For months that became years Bobby would sit and stare at Fluffy, and Fluffy would sit and stare at Bobby. The whole prison sighed a sigh of relief when Bobby finally lay on the table, tubes sticking out of his arm and his heart not beating. Even then he stared, even in death.

A great, hulking demon arrived in Hell that night. It was well known that his name was Fluffy. The other demons pointed and made signs behind Fluffy’s back, but none dared to do so to his face. He had fed well, and was greater than most demons in Hell. Not the greatest, but more than a match for any regular demon.

Fluffy dragged a man along behind him. Most of the demons drew back from the creature when they looked into his eyes. The eyes were filled with malice and devoid of fear. Fluffy dragged him downward and deeper into Hell.

“Hey, Boss!” Fluffy shouted as some broad, dark shoulders filled the passage ahead. The shoulders turned to reveal the Dark Lord himself.

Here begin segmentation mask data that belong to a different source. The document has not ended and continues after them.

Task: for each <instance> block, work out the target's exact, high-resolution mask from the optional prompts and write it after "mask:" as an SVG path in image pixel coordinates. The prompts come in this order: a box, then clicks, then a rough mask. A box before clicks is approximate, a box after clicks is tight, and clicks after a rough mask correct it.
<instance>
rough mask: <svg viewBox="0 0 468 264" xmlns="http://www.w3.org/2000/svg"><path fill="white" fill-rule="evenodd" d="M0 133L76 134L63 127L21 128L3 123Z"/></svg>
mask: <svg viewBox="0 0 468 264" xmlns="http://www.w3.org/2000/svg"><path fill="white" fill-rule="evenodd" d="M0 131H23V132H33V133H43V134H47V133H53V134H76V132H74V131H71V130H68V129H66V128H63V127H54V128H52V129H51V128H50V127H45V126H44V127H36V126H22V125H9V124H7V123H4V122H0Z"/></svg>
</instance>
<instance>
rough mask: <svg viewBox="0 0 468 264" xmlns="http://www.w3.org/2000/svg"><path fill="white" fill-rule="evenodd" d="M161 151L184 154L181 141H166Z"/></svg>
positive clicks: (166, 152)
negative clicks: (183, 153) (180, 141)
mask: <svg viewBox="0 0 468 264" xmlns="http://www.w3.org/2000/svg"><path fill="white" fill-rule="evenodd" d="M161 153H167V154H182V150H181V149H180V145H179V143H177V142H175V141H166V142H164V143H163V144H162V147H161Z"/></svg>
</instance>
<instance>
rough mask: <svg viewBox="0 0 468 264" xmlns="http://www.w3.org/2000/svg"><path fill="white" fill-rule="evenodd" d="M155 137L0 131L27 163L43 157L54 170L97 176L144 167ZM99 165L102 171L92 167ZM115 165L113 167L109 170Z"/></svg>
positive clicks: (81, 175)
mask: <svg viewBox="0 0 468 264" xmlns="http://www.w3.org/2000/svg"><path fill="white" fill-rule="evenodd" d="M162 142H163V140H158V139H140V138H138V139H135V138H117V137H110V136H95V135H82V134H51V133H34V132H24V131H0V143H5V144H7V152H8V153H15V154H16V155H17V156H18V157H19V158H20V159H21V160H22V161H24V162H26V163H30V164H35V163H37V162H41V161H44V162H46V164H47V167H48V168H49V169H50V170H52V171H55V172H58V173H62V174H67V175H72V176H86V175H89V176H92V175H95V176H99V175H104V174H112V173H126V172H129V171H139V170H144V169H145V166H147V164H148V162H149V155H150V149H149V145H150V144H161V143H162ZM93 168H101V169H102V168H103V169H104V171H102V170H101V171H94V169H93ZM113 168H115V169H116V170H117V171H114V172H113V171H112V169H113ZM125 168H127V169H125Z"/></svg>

“Oh, uh, hi Fluffy.” said the Dark Lord.

Fluffy dragged Bobby out of the shadows and held him by one arm in front of the Father of Lies. “I found him on the street where you left me, Boss. Can I keep him?”

The Master of Deceit looked at the human spirit dangling in front of his eyes. Bobby gave him a sullen and baleful look. The Dark Lord snorted.

“Wow.” he said. “Good work, Fluffy.”

“Thanks, Boss.” said Fluffy. “Can I keep him?”

“Uh. Sure.” said the Dark Lord. “What the Hell. Sure. Keep him.”

Fluffy hugged his prize to his chest and moved even deeper into the recesses of Hell. Finding a dark corner far from the writhing masses of tormented souls Fluffy put his pet down on the ground.

Fluffy sat, and began to stare at Bobby. Bobby sat and stared at Fluffy.

After what might have been a millennium or maybe a half hour, Bobby said, “Know what, Fluffy?”

Fluffy said nothing. He just raised the horny ridges above his eyes a bit in question.

“I don’t really think you are a kitten.”

For the first and last time in all of eternity laughter rang through the halls of Hell.